MTG players accuse Wizards of the Coast of using AI art in Tomb Raider Secret Lair advertisement
A now-deleted tweet caught major flak for using what many are calling an obvious use of AI-generated assets.
Magic: The Gathering players have accused parent company Wizards of the Coast of using AI-generated art in an advertisement promoting the Tomb Raider Secret Lair crossover. The now-deleted post to X.com was immediately needled with criticism by dozens of users, and a new ad posted later that same day no longer contained the alleged AI-created assets.
The MTG Secret Lair account initially posted the offending image on November 13th, which contained three pieces of artwork from the upcoming Tomb Raider Secret Lair drop posted in what looks like a ‘70s or ‘80s style den. Two are used as posted taped to a wood paneled wall, while a third plays on a retro television set.
While the artwork from the cards - designed and illustrated by humans - were untouched, dozens of players pointed out that nearly every other element bears tell-tale signs of large-language model manipulations: shadows inconsistent with objects in the scene, missing or misshapen legs on the table and the edges of the carpet and the TV’s base crawl over other textures, among others.
Watch on YouTubeMTG eventually replaced the post later that same day, this time using a more traditional composite image of the previewed cards with a few background details. Commenters were quick to reference the attempted memory hole-ing, often with a heavy dose of sarcasm, and one user rehosted a screenshot on the largest MTG subreddit.

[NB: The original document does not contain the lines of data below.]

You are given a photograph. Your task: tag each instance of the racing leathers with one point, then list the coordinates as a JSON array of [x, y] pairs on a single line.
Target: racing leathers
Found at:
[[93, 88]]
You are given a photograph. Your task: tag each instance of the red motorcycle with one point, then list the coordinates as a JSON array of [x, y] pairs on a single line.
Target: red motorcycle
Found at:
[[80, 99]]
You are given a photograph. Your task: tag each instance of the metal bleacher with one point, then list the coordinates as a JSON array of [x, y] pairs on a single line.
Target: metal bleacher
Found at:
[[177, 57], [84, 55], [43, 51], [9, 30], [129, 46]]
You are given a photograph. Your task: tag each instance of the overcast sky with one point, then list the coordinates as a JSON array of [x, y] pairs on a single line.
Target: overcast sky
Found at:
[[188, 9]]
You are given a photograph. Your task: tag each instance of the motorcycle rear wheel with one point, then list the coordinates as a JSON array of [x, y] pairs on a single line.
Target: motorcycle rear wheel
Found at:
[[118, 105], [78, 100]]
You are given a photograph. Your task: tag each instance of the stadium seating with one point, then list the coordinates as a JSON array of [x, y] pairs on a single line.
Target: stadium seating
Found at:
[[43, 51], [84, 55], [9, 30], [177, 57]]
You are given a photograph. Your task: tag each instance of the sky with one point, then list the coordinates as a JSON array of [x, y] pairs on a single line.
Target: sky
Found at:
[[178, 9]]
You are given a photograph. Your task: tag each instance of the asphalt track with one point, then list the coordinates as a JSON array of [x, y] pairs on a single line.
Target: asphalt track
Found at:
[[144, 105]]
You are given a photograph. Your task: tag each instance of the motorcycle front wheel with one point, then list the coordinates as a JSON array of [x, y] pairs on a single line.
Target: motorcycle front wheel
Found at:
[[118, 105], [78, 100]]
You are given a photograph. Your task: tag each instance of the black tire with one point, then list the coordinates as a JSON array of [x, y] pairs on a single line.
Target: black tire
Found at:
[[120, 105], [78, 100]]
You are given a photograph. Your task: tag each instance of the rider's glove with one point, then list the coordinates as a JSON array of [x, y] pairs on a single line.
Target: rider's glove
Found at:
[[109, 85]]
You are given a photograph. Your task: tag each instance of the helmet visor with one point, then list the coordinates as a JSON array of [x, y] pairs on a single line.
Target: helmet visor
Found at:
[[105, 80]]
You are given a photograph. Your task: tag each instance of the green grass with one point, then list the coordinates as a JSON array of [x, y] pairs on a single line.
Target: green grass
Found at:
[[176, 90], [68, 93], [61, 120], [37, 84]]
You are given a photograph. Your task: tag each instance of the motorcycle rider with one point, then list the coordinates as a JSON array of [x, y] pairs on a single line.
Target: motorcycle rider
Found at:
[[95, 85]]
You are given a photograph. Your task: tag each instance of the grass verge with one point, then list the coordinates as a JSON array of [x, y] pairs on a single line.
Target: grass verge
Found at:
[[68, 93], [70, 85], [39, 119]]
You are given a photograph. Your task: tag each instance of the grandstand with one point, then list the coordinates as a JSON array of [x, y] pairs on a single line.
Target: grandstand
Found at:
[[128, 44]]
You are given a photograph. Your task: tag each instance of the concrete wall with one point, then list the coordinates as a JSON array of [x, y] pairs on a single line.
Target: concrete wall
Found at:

Wizards of the Coast flirted with an AI art-related PR kerfuffle earlier this year when several illustrations used in the Dungeons & Dragons supplement Bigby’s Glory of the Giants were flagged by the public as obviously including significant marks of AI generation.
The company later said that it was not aware of the illustrator’s use of AI scripts, bots or other LLMs when they submitted the works as part of their contract. “We are revising our process and updating our artist guidelines to make clear the that artists must refrain from using AI art generation as part of their art creation process for developing D&D art,” a post to D&D Beyond later read.

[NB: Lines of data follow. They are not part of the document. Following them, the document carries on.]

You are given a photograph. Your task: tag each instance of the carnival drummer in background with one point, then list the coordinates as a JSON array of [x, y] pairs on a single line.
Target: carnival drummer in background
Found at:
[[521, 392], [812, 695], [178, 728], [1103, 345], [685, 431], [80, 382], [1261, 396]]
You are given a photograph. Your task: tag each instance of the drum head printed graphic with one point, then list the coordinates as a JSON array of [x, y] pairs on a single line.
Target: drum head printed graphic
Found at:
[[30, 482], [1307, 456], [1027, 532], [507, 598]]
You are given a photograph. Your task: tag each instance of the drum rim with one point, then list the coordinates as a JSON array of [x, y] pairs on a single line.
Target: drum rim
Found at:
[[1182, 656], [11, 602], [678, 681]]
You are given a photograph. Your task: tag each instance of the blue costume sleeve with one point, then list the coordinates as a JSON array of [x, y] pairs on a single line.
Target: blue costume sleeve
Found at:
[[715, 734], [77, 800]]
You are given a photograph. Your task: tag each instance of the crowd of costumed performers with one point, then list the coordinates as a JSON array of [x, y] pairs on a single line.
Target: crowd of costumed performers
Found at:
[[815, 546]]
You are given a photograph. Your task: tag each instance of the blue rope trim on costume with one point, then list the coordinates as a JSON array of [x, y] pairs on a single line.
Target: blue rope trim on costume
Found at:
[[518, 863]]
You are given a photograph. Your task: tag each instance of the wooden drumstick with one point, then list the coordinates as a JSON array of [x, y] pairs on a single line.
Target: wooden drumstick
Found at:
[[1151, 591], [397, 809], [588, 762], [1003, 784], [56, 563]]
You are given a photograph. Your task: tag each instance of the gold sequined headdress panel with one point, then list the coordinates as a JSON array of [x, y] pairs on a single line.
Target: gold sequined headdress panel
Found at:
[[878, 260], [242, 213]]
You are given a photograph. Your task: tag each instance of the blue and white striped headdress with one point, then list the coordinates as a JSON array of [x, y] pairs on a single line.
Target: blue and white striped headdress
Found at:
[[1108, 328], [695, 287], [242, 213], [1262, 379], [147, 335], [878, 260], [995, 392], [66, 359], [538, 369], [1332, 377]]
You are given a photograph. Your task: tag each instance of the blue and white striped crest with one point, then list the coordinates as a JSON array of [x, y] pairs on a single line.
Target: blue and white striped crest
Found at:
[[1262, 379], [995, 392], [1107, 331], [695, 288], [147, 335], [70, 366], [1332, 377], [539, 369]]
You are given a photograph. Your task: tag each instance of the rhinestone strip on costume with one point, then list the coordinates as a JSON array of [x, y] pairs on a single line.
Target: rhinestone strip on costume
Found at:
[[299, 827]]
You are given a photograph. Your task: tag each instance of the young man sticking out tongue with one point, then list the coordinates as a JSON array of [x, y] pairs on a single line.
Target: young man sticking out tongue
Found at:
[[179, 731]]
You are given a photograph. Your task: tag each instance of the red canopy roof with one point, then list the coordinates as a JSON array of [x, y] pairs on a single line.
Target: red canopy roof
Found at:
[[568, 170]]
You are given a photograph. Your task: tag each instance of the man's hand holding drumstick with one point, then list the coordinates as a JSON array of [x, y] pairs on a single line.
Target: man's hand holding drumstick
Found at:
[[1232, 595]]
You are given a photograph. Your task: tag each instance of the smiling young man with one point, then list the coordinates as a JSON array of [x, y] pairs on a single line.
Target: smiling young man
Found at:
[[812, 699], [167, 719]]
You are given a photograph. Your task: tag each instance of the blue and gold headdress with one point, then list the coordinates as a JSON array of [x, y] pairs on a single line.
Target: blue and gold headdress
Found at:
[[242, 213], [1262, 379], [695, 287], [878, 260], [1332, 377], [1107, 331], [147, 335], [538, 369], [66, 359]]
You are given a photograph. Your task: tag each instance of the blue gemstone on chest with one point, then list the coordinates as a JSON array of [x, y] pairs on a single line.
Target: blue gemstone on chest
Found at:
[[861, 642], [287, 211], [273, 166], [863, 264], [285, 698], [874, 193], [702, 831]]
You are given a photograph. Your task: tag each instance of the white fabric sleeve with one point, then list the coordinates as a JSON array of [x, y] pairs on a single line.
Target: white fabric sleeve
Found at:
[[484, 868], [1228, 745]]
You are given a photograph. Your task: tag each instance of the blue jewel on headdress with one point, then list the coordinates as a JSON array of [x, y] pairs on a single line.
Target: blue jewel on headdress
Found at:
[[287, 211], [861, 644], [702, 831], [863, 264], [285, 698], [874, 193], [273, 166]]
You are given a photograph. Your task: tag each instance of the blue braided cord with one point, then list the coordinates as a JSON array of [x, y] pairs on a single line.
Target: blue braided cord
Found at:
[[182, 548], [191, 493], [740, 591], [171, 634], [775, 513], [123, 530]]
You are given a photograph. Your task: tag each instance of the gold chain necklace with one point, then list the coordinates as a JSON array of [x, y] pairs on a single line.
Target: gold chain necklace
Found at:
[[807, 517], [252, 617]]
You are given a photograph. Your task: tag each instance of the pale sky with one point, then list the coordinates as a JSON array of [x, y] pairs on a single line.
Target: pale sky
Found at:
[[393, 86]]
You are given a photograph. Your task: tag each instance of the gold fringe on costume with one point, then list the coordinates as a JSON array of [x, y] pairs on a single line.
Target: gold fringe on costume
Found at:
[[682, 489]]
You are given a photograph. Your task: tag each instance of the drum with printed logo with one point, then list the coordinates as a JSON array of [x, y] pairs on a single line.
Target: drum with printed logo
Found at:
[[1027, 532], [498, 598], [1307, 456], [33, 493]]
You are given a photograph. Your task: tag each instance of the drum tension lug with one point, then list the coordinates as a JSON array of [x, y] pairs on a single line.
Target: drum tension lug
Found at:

Dicebreaker reached out to Wizards of the Coast for comment, inquiring if the ad’s use of AI artwork was intentional or a mistake but did not receive a reply prior to publication. Further, the company has yet to make these processes publicly available, leading players and fans to take their dedication to change and improvement on faith.
Resistance to an increased reliance on AI generative tools - LLMs, scripts such as ChatGPT (which can now teach board game rules), etc. - has increased in recent years as massive companies and leading tech industries push their adoption on a largely skeptical or undereducated public. The recently resolved Writers Guild of America strike carved out protection for writers, editors and other creatives who feared executives would outsource their work to unpaid AIs.
Freelance artists similarly worry that Wizards of the Coast will continue folding AI into their graphic design and advertisement, cutting out critical opportunities for skilled workers in an already precarious field. Even if this contentious technology never touches the front of an MTG card, corporate adoption by one of the biggest names in the tabletop game is auspicious. As one commenter on Reddit aptly put it: “It's a labor issue, not a ‘what's on my toys’ issue”.